There’s so much more to the musical career of Robillard than his work with Dylan, so I ask him what is his legacy in popular music.
“Lord only knows,” he responds. “I know I have had an impact on some guitarists worldwide, because I hear it in many players’ recordings and live shows. I But, honestly, I stole it all — or mostly all. There are a few phrases that I happened upon that can truly call my own. But, mostly, it's my overall taste that has impressed the most. Who knows actually? I hate to analyze myself.”
How about analyzing other musicians then? Duke, if you are only allowed three albums to live with, which ones would they be? “That's a hard one,” Robillard says. “Ten albums is hard enough — but three? Geez! Okay, off the top of my head, No. 1 is Duke Ellington at His Very Best. Even choosing between Ellington recordings alone is nearly impossible, but that record has fabulous material and is the famous band with Jimmy Blanton.
“No. 2 is Billie Holiday’s small band recordings with Teddy Wilson. These recordings are great young Billie with the best of Ellington and Basie players along with New York City’s finest swing- era musicians playing simple swinging head arrangements behind Lady Day. No. 3 is the Best of Muddy Waters — Muddy’s earliest hits, including many with just his guitar, voice and bass drum and many with Little Walter. Pure Muddy at his finest. The true essence of the blues.”

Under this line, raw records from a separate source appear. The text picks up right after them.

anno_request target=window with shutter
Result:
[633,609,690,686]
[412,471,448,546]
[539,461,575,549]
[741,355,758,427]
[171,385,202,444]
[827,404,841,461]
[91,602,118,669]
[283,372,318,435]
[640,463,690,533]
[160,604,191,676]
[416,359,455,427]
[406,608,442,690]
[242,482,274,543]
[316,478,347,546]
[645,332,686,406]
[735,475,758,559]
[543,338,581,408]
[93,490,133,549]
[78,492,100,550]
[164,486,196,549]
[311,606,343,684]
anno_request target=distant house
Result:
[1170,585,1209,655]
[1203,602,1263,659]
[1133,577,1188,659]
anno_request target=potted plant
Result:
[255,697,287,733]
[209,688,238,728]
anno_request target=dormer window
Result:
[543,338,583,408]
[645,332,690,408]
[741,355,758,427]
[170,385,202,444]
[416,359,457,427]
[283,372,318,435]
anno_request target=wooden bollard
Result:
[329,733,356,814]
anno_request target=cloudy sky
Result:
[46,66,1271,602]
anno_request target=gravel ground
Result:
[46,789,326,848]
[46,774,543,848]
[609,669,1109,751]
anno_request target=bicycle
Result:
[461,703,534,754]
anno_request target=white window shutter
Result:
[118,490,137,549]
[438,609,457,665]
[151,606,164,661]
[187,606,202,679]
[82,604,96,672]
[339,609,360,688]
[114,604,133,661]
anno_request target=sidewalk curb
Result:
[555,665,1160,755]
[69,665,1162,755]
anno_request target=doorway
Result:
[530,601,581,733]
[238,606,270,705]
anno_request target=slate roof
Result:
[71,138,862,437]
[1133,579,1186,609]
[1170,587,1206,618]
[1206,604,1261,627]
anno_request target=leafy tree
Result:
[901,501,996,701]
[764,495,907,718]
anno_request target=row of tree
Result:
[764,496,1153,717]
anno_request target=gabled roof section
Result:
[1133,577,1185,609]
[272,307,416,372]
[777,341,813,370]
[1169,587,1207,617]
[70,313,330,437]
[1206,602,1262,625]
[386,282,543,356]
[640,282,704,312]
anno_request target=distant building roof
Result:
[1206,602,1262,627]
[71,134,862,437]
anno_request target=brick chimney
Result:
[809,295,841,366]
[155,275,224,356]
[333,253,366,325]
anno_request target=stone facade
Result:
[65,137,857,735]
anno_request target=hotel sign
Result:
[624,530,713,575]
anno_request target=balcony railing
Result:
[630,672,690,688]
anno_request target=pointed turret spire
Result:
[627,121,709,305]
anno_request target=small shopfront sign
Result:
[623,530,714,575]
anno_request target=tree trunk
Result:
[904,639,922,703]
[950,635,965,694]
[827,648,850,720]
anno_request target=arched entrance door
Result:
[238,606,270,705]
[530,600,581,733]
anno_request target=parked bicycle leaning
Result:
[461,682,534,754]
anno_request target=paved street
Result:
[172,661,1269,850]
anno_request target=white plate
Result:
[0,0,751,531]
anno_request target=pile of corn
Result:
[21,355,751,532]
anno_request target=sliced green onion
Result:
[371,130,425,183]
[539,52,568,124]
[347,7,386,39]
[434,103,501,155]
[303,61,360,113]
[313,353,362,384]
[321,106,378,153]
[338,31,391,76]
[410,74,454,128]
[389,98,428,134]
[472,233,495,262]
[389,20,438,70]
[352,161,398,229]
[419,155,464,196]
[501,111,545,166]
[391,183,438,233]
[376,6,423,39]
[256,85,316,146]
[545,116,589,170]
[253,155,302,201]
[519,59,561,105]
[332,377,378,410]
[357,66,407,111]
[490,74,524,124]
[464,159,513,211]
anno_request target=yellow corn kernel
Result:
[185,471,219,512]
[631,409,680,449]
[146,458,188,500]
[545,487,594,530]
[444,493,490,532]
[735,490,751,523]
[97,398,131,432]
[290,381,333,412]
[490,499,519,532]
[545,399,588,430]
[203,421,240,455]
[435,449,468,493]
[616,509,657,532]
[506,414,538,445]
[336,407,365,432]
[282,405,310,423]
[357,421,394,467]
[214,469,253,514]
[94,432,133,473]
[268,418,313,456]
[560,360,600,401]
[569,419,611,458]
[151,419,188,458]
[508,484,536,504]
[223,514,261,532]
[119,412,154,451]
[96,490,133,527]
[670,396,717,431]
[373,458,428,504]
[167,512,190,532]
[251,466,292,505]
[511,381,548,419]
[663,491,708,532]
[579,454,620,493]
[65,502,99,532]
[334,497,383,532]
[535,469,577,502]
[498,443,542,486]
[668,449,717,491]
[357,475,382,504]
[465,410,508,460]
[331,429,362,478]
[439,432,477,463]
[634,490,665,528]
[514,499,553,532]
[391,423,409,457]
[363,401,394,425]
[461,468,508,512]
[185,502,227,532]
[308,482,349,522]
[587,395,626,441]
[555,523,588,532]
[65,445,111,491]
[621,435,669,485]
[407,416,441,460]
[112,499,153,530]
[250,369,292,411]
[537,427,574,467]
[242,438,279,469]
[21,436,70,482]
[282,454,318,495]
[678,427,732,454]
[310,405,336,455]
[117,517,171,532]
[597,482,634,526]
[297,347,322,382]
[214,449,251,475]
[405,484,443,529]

Robillard says it’s also very difficult to identify the best concert he attended as a spectator. “That's a nearly impossible question to answer!” Robillard exclaims. “There is no one definitive show. It was possibly seeing Muddy Waters and then sitting in with him at Paul's Mall [in Boston] in the mid-‘70s. Or getting to open for and then hearing the Count Basie Orchestra with Freddie Green in the early ‘70s. Or seeing the James Cotton Blues Band at Club 47 [in Cambridge, Massachusetts] in the late ‘60s, or seeing the Duke Ellington Orchestra in the basement of The Old Grist Mill restaurant in Seekonk, Massachusetts, in the early 1970s. These are some of the best memories for me. Any of the aforementioned shows and dozens more influenced me as a musician. Just can't pick one!”